Adherence to BP medications a problem in practice* 0.07 <0.001

 Yes 65.7 87.9
 No 59.7 78.5

Adherence to lipid lowering medications a problem in practice* 0.05 0.001

 Yes 65.4 86.9
 No 59.1 78.3

Adherence to aspirin a problem in practice* 0.02 0.01

 Yes 66.6 86.0
 No 58.9 79.7
*

Based on being at or above 75th percentile of sample in response to question, “On a scale from 0 to 5, where 0 indicates not a problem at all and 5 indicates an extremely big problem, how big of a problem is nonadherence to [the medication] in your practice?” Physicians were surveyed in the United States from February to March 2010

In adjusted models (Table 5), the factors associated with physicians’ acceptance of prescribing a Polypill were self-rated knowledge about the Polypill and region of country. Physicians with self-rated knowledge about the Polypill at ≥75th percentile were more likely to indicate they would prescribe it as primary prevention for moderate risk (OR 2.16; 95% CI 1.60–2.93) and high-risk (OR 1.57; 95% CI 1.07–2.32) patients. Physicians practicing in the South were also more likely to indicate that they would prescribe the Polypill.

Table 5.

Independent Associations* of Characteristics of Physicians who would “Definitely” or “Probably” Prescribe Polypill for Primary Prevention of Cardiovascular Disease

Moderate risk patients High risk patients

OR 95% CI OR 95% CI
Specialty

 Family medicine ref ref
 General internal medicine 1.04 0.73–1.48 0.91 0.57–1.45
 Cardiology 1.22 0.83–1.80 0.69 0.43–1.12

Years in practice

 ≥ 20 1.18 0.81–1.72 0.89 0.55–1.46
 10–19 1.48 0.94–2.34 1.54 0.81–2.94
 <10 ref ref

Region of country

 Northeast 1.36 0.89–2.07 1.75 1.05–2.94
 South 1.98 1.33–2.96 2.20 1.34–3.62
 Midwest 1.52 1.00–2.31 1.57 0.95–2.60
 West ref ref

Self-rated Polypill knowledge ≥ 75th percentile

 Yes 2.16 1.60–2.93 1.57 1.07–2.32
 No ref ref

Adherence to BP medications a problem in practice**

 Yes 1.03 0.72–1.48 1.48 0.93–2.36
 No ref ref

Adherence to lipid lowering medications a problem in practice**

 Yes 1.09 0.77–1.54 1.29 0.83–2.00
 No ref ref

Adherence to aspirin a problem in practice**

 Yes 1.31 0.95–1.81 1.13 0.74–1.71
 No ref ref
*

Adjusted for all characteristics in table

**

Based on being at or above 75th percentile of sample in response to question, “On a scale from 0 to 5, where 0 indicates not a problem at all and 5 indicates an extremely big problem, how big of a problem is nonadherence to [the medication] in your practice?” Physicians were surveyed in the United States from February to March 2010.

DISCUSSION

This study is the first to the authors’ knowledge to examine acceptance of a Polypill approach among a sample of US physicians. The findings can be summarized as follows:(1) based on risk/benefit tradeoff there is a high level of acceptance for prescribing a Polypill for primary prevention to high risk patients and a moderate level of acceptance for prescribing it to moderate risk patients, (2) physicians consider multiple relevant factors equally important when deciding on whether they would prescribe a Polypill, (3) self-rated knowledge about the Polypill is low, and higher knowledge is associated with greater acceptance, (4) perceptions of problems with adherence to CVD risk-reducing medications do not appear to be associated with greater acceptance, (5) physicians would prefer some ability to modify doses of a Polypill, and (6) physicians do not favor forgoing risk factor monitoring in patients taking a Polypill.

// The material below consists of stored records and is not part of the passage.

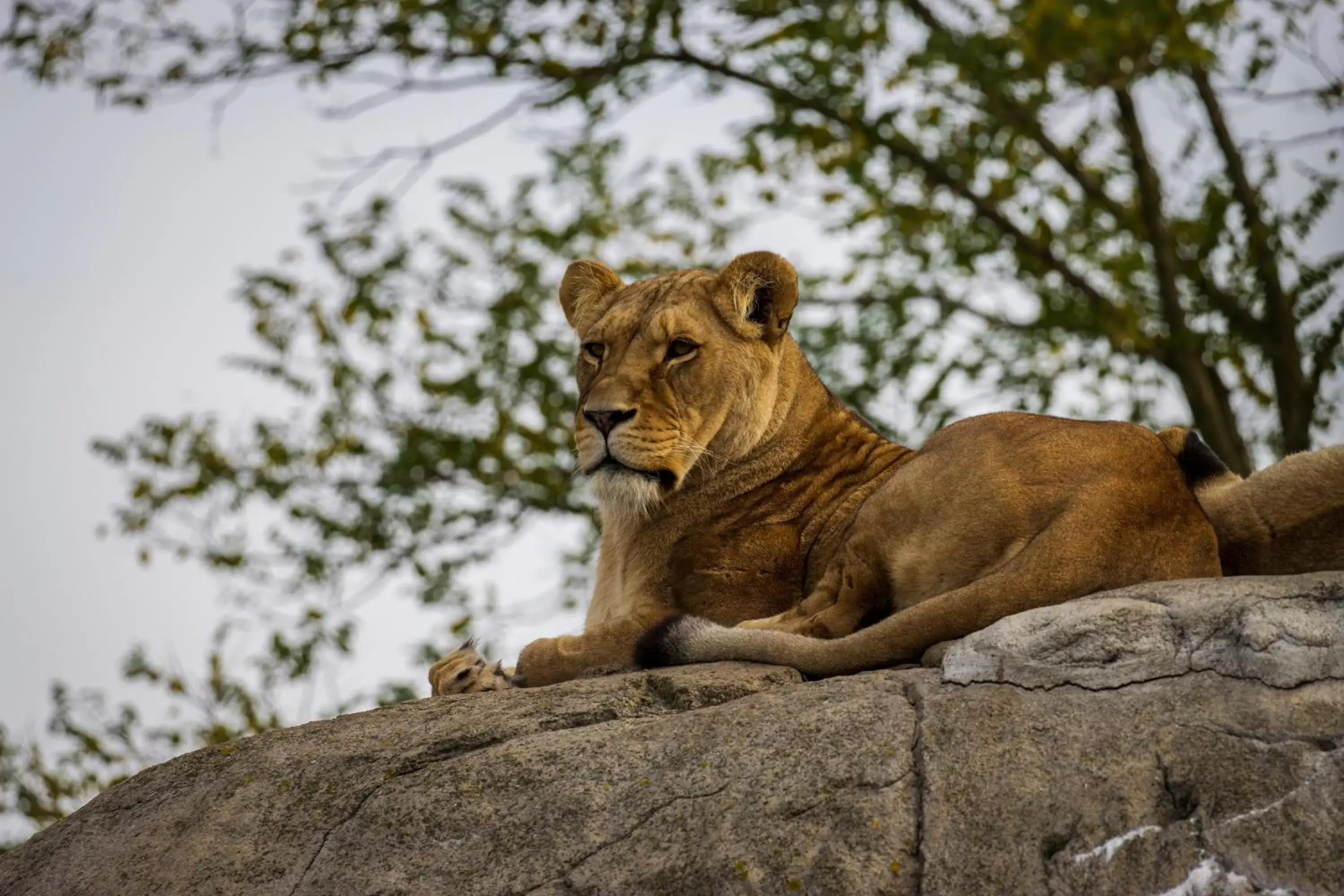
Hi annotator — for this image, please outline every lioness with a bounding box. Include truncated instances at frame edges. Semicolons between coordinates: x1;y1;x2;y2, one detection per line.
429;253;1344;694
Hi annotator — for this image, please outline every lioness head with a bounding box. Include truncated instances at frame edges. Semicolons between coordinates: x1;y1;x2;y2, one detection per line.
560;253;798;513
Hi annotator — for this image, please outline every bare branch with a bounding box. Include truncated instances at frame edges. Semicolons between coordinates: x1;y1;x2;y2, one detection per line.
1309;309;1344;395
317;90;544;207
321;75;513;121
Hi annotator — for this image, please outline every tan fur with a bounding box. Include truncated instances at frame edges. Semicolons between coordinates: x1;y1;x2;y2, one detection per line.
1159;427;1344;575
430;253;1344;693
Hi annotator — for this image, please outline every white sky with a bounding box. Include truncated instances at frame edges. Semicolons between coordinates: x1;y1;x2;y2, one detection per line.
0;73;796;735
0;24;1344;774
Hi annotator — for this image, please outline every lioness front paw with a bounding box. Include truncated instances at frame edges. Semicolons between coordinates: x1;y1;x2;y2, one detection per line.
429;639;523;697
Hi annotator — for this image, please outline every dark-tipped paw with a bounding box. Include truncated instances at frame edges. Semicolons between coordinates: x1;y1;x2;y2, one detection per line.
429;641;523;697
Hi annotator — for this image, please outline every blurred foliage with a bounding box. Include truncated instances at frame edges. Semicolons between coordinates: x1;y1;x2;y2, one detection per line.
0;0;1344;849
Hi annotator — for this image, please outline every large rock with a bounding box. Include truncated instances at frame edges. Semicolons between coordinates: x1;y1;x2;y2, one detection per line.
8;573;1344;896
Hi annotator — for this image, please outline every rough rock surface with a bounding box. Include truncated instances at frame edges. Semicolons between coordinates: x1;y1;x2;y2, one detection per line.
0;573;1344;896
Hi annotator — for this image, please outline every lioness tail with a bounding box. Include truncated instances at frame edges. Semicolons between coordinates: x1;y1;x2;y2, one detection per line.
1157;426;1344;575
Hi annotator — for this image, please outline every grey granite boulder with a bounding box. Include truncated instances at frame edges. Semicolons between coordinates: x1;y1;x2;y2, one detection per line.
0;573;1344;896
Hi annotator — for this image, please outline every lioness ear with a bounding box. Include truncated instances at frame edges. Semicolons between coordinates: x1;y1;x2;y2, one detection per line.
719;253;798;344
560;261;625;331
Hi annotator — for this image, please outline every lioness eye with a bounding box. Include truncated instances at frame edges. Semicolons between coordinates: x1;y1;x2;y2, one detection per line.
668;339;700;362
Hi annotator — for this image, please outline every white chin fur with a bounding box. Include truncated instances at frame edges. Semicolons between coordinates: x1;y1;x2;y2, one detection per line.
589;469;663;521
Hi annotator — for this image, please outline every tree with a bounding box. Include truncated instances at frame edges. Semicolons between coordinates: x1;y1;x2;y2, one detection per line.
0;0;1344;844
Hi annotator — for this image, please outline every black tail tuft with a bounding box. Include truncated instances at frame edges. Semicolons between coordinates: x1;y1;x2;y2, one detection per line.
1176;430;1227;487
634;614;685;669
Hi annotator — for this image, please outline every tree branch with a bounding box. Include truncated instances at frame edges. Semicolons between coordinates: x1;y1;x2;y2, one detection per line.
1189;66;1316;452
1114;86;1250;475
640;47;1130;348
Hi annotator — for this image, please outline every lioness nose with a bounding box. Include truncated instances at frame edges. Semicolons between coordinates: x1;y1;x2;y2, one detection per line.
583;409;634;435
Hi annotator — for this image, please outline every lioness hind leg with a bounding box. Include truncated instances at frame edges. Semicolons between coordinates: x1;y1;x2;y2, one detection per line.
738;547;891;638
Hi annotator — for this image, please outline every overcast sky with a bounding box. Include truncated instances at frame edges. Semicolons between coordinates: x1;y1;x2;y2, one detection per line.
0;19;1344;811
0;66;796;733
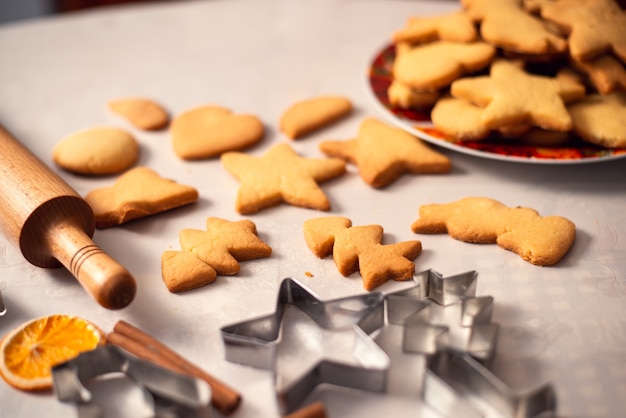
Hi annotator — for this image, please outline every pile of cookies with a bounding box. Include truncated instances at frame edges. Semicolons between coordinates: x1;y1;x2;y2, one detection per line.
387;0;626;148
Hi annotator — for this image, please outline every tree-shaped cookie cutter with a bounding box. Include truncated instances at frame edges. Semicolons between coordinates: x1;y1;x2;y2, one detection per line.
221;279;389;414
52;345;215;418
422;348;557;418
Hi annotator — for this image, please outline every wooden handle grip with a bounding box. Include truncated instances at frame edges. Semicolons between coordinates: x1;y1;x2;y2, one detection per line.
0;125;136;309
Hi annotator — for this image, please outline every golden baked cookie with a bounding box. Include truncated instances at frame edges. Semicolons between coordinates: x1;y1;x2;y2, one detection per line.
568;91;626;148
85;167;198;229
541;0;626;63
221;144;346;214
280;96;352;139
461;0;567;54
319;118;450;187
411;197;576;266
161;251;217;293
387;80;440;109
430;97;491;141
170;106;265;160
450;60;585;131
52;126;139;176
392;41;496;91
303;216;422;290
161;217;272;292
109;98;170;131
572;54;626;94
391;11;478;43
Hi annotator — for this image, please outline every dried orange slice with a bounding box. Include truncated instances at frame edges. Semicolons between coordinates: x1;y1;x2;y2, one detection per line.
0;315;106;390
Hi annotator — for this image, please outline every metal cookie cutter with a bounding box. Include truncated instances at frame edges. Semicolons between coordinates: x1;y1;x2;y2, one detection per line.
385;270;498;364
52;345;213;418
423;349;557;418
221;279;389;414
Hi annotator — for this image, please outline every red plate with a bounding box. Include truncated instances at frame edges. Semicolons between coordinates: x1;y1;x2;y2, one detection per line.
367;45;626;164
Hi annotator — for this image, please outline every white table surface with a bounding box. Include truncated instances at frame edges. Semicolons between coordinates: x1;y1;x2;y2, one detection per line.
0;0;626;418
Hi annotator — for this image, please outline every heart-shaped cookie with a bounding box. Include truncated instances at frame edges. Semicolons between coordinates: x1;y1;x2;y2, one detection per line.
170;106;265;160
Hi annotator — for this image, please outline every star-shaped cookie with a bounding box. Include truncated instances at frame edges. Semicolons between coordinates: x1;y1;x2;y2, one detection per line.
450;60;585;131
541;0;626;63
319;118;450;187
221;144;346;214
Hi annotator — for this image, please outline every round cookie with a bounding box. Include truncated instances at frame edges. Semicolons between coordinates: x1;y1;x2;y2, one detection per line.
109;98;170;131
52;126;139;176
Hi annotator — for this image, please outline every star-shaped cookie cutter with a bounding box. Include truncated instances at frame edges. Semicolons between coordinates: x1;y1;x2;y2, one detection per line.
385;270;556;418
385;269;499;364
52;345;214;418
221;278;389;413
422;348;557;418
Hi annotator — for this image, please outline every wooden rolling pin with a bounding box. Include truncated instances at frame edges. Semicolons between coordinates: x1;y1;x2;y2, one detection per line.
0;125;136;309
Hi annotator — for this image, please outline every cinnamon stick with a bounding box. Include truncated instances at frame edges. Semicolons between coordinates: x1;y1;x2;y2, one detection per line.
284;402;326;418
107;320;241;415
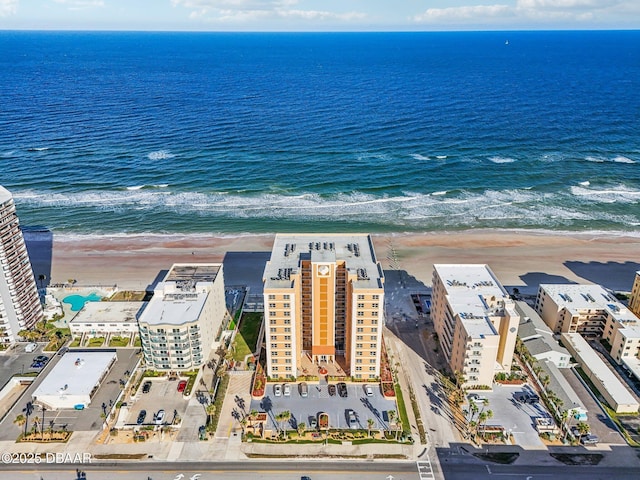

As initially proposed, the Polypill would be a population level strategy rather than a clinical one (Wald and Law, 2003). That is, it would be taken by all adults using some non-clinical criterion such as age (e.g., ≥55 years) without any known CVD (and who had no contraindication to its components) (Wald and Law, 2003; Wald and Wald, 2010). The clinical monitoring of risk factor levels and routine assessments for side effects (including laboratory parameters) would be major barriers to using such a strategy as would the need to see a physician to obtain a prescription for the Polypill. In other words, requiring the person interested in taking the Polypill to be a “patient” may limit its population-level potential (Wald and Wald, 2010). However, US physicians currently have very low agreement with the idea that CVD risk factors would not need routine monitoring in those taking the Polypill. Additionally, US physicians did not feel that the Polypill should be available without a prescription. Physicians were not asked to rate their level of agreement with the possibility of having the Polypill available by other means (e.g., pharmacists who could dispense the Polypill after an appropriate screening) (Wald and Wald, 2010). Nevertheless, the physicians sampled seemed generally unwilling to endorse a population-based approach to cardiovascular prevention, but could envision the implementation of a more clinical one.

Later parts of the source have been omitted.